Issue the certificate (certbot wires the cert paths into the file):

```bash
sudo certbot --nginx -d bifrost-portal.fenja.ai
sudo nginx -t && sudo systemctl reload nginx
curl -fsSI https://bifrost-portal.fenja.ai/login | head -n1
```

> The site config already includes the `Strict-Transport-Security` (HSTS)
> header to match the existing site. If you want to verify HTTPS end-to-end
> first, comment that line, reload, confirm, then re-enable.

## 8. Nightly backups

```bash
sudo -u fenja crontab -e
# add:
15 3 * * *  /opt/bifrost-portal/scripts/backup.sh >> /opt/fenja/data/bifrost-portal/backup.log 2>&1
```

`backup.sh` writes 30-day-retained online `.backup` snapshots to
`/opt/fenja/data/bifrost-portal/backups`. Add a second cron line to sync that
dir offsite (rclone/rsync) if you want off-box copies.

---

## Ongoing deploys

After pushing to `master` on `git.fenja.ai`:

```bash
sudo -u fenja bash -c 'cd /opt/bifrost-portal && ./scripts/deploy.sh'
```

Pulls, installs (rebuilding native deps), builds, migrates, restarts.
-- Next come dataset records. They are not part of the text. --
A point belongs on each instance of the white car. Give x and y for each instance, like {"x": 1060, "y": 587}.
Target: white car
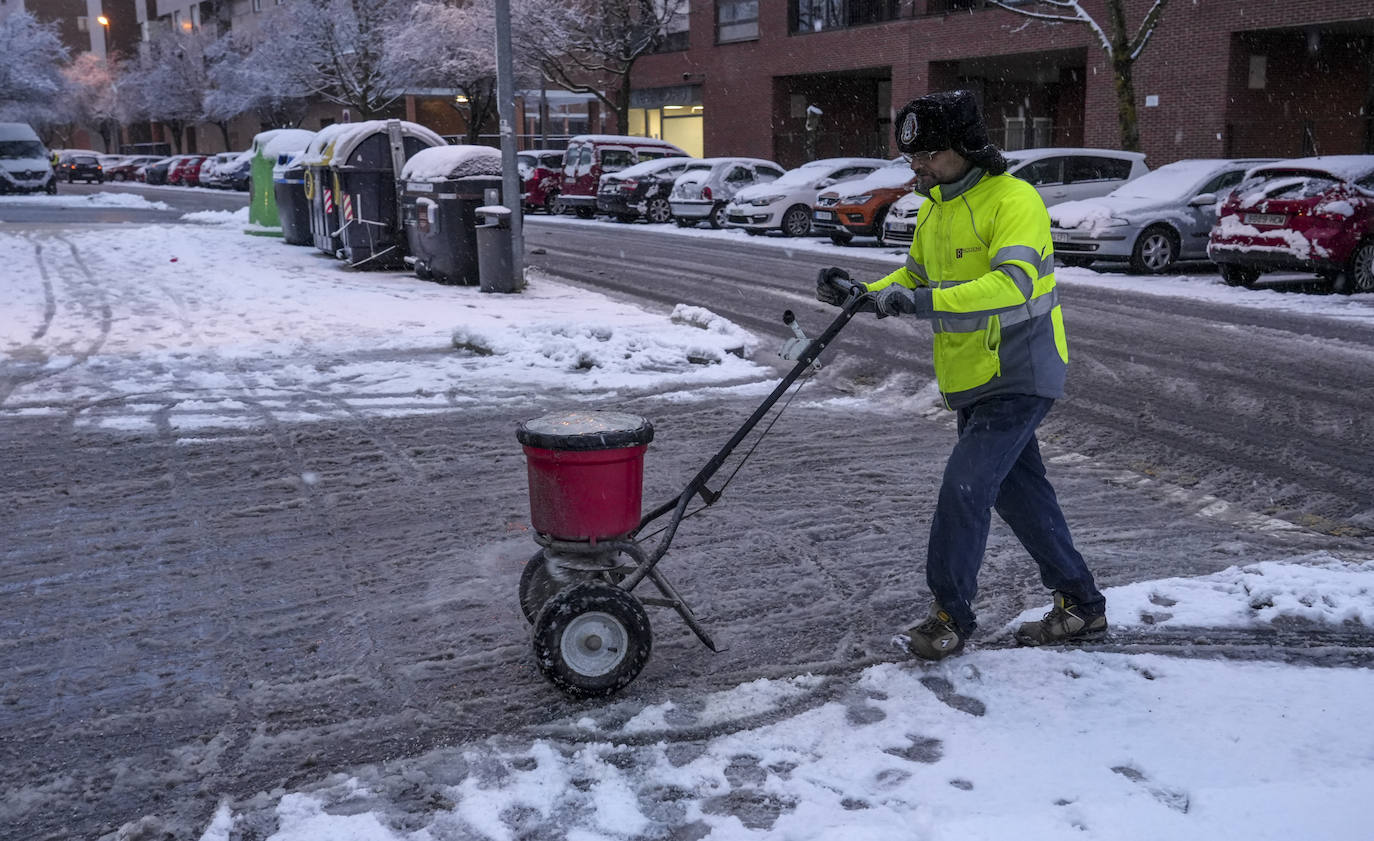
{"x": 702, "y": 194}
{"x": 787, "y": 202}
{"x": 1058, "y": 175}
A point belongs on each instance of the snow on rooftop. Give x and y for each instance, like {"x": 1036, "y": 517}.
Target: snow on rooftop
{"x": 441, "y": 162}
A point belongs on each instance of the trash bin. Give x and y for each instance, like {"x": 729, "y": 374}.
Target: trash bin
{"x": 367, "y": 162}
{"x": 493, "y": 250}
{"x": 291, "y": 206}
{"x": 441, "y": 190}
{"x": 265, "y": 149}
{"x": 319, "y": 188}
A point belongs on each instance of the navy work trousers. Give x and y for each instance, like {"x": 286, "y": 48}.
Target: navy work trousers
{"x": 996, "y": 465}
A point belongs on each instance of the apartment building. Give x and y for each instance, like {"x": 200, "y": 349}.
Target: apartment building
{"x": 1218, "y": 77}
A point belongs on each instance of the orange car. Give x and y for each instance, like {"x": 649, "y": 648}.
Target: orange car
{"x": 859, "y": 208}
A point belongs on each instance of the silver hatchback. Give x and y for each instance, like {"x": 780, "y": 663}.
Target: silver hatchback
{"x": 1150, "y": 223}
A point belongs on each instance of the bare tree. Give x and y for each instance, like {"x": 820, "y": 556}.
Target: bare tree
{"x": 334, "y": 50}
{"x": 1121, "y": 46}
{"x": 92, "y": 98}
{"x": 591, "y": 46}
{"x": 30, "y": 69}
{"x": 168, "y": 81}
{"x": 447, "y": 46}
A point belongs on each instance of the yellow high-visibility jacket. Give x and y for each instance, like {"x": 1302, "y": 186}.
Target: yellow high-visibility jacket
{"x": 983, "y": 256}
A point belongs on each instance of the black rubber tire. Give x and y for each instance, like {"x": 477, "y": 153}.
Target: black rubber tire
{"x": 1238, "y": 275}
{"x": 1156, "y": 250}
{"x": 796, "y": 221}
{"x": 658, "y": 210}
{"x": 591, "y": 639}
{"x": 1359, "y": 272}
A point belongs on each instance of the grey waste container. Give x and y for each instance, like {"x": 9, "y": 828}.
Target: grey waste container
{"x": 440, "y": 220}
{"x": 493, "y": 250}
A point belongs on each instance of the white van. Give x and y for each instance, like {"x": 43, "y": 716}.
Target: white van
{"x": 24, "y": 161}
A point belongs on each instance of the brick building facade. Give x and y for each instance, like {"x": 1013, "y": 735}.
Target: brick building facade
{"x": 1218, "y": 79}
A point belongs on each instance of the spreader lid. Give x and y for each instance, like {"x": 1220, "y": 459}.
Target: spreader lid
{"x": 586, "y": 430}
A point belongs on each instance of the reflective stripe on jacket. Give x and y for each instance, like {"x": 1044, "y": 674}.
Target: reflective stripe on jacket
{"x": 983, "y": 245}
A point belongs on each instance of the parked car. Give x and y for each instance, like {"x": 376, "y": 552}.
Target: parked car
{"x": 1314, "y": 215}
{"x": 860, "y": 208}
{"x": 155, "y": 172}
{"x": 643, "y": 188}
{"x": 702, "y": 194}
{"x": 540, "y": 171}
{"x": 127, "y": 169}
{"x": 590, "y": 157}
{"x": 186, "y": 171}
{"x": 210, "y": 169}
{"x": 83, "y": 168}
{"x": 1153, "y": 221}
{"x": 786, "y": 205}
{"x": 1062, "y": 175}
{"x": 24, "y": 164}
{"x": 900, "y": 224}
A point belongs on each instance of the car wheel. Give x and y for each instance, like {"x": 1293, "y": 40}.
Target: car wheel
{"x": 1238, "y": 275}
{"x": 1156, "y": 250}
{"x": 1359, "y": 274}
{"x": 658, "y": 210}
{"x": 796, "y": 221}
{"x": 880, "y": 219}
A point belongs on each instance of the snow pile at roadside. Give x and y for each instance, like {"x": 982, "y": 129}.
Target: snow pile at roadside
{"x": 131, "y": 201}
{"x": 1322, "y": 590}
{"x": 1025, "y": 744}
{"x": 217, "y": 217}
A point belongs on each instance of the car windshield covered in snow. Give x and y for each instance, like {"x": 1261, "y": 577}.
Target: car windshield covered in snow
{"x": 11, "y": 150}
{"x": 1169, "y": 182}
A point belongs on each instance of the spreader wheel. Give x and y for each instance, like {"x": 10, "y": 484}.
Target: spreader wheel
{"x": 591, "y": 639}
{"x": 536, "y": 586}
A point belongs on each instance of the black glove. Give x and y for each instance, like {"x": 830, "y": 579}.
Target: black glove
{"x": 833, "y": 286}
{"x": 899, "y": 300}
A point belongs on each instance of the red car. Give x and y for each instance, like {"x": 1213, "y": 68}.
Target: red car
{"x": 186, "y": 171}
{"x": 540, "y": 171}
{"x": 1312, "y": 215}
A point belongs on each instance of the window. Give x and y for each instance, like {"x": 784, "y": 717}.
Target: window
{"x": 818, "y": 15}
{"x": 1040, "y": 173}
{"x": 1086, "y": 168}
{"x": 737, "y": 21}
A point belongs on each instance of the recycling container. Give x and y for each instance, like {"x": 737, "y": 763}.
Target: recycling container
{"x": 441, "y": 190}
{"x": 586, "y": 473}
{"x": 367, "y": 162}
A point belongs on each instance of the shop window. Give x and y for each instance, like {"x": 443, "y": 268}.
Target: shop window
{"x": 737, "y": 21}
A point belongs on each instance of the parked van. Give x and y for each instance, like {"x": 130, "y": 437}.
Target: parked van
{"x": 590, "y": 157}
{"x": 24, "y": 161}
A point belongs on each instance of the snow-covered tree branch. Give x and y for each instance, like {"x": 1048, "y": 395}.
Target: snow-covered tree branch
{"x": 1121, "y": 46}
{"x": 591, "y": 46}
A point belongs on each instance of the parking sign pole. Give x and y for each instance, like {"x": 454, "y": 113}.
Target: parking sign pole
{"x": 506, "y": 110}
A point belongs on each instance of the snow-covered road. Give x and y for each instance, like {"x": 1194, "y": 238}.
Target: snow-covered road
{"x": 264, "y": 522}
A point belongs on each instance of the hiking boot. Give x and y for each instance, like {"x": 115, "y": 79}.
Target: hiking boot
{"x": 1065, "y": 623}
{"x": 935, "y": 638}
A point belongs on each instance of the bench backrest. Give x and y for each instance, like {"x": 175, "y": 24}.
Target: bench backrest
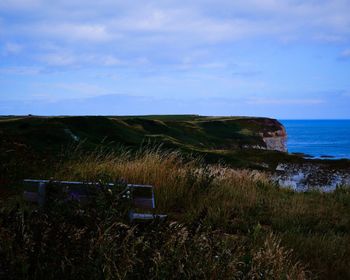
{"x": 141, "y": 196}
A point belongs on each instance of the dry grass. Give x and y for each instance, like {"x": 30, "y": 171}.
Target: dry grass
{"x": 230, "y": 224}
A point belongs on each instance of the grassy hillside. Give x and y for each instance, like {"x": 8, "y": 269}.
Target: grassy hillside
{"x": 40, "y": 141}
{"x": 223, "y": 224}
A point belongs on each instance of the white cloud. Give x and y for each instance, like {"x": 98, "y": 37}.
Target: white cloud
{"x": 21, "y": 70}
{"x": 281, "y": 101}
{"x": 73, "y": 31}
{"x": 345, "y": 54}
{"x": 12, "y": 48}
{"x": 57, "y": 59}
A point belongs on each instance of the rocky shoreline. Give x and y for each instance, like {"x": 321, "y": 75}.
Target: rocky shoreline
{"x": 311, "y": 176}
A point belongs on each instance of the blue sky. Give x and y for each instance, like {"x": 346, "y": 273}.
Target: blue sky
{"x": 281, "y": 59}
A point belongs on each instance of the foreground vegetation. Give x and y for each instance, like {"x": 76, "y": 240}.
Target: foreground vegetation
{"x": 223, "y": 224}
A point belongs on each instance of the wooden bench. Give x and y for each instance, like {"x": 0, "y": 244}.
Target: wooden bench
{"x": 140, "y": 196}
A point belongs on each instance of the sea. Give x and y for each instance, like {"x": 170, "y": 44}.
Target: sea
{"x": 328, "y": 139}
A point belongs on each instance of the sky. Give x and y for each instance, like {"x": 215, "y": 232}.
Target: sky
{"x": 279, "y": 59}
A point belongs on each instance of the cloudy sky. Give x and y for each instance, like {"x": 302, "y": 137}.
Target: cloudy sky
{"x": 282, "y": 59}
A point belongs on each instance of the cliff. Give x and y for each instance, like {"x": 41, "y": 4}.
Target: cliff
{"x": 241, "y": 141}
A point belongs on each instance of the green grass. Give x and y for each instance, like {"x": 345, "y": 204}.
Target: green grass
{"x": 223, "y": 223}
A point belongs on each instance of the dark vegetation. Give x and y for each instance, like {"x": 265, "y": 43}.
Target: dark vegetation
{"x": 224, "y": 223}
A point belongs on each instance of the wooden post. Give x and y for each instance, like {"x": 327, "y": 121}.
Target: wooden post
{"x": 42, "y": 193}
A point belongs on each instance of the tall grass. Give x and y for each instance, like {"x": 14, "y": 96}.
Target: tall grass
{"x": 223, "y": 224}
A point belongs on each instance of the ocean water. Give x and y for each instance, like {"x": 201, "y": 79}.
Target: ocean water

The DB and
uploads in `/opt/fenja/data/bifrost-portal` are untouched.

## Rollback

```bash
cd /opt/bifrost-portal
sudo -u fenja git log --oneline -n 10
sudo -u fenja bash -c 'BRANCH=<good-sha> ./scripts/deploy.sh'
```

Migrations are forward-only — a rollback past a migration may need a DB restore
(stop the app first):

```bash
sudo systemctl stop bifrost-portal
sudo -u fenja bash -c 'gunzip -c /opt/fenja/data/bifrost-portal/backups/bifrost-YYYYMMDD-HHMMSS.db.gz > /opt/fenja/data/bifrost-portal/bifrost.db'
sudo systemctl start bifrost-portal
```

## Troubleshooting

- **502 from nginx** — app down or wrong port. `systemctl status bifrost-portal`,
  `journalctl -u bifrost-portal -n 50`, check `PORT` matches the `proxy_pass`.
- **App starts then exits** — bad/missing `/opt/bifrost-portal/.env` or an
  unwritable `BIFROST_DB_PATH`. `journalctl -u bifrost-portal`.
- **`better-sqlite3` errors on boot** — native module built for the wrong Node
  ABI. Re-run `pnpm install --frozen-lockfile` and restart.
- **Migrations hit the wrong DB** — make sure the `.env` is sourced; `migrate.js`
  honors `BIFROST_DB_PATH` (verified) and otherwise falls back to a repo-local db.
- **Existing apps broke after the Node 22 upgrade** — roll NodeSource back to
  `setup_20.x`, `apt-get install -y nodejs`, restart `fenja` + `bifrost-customer`.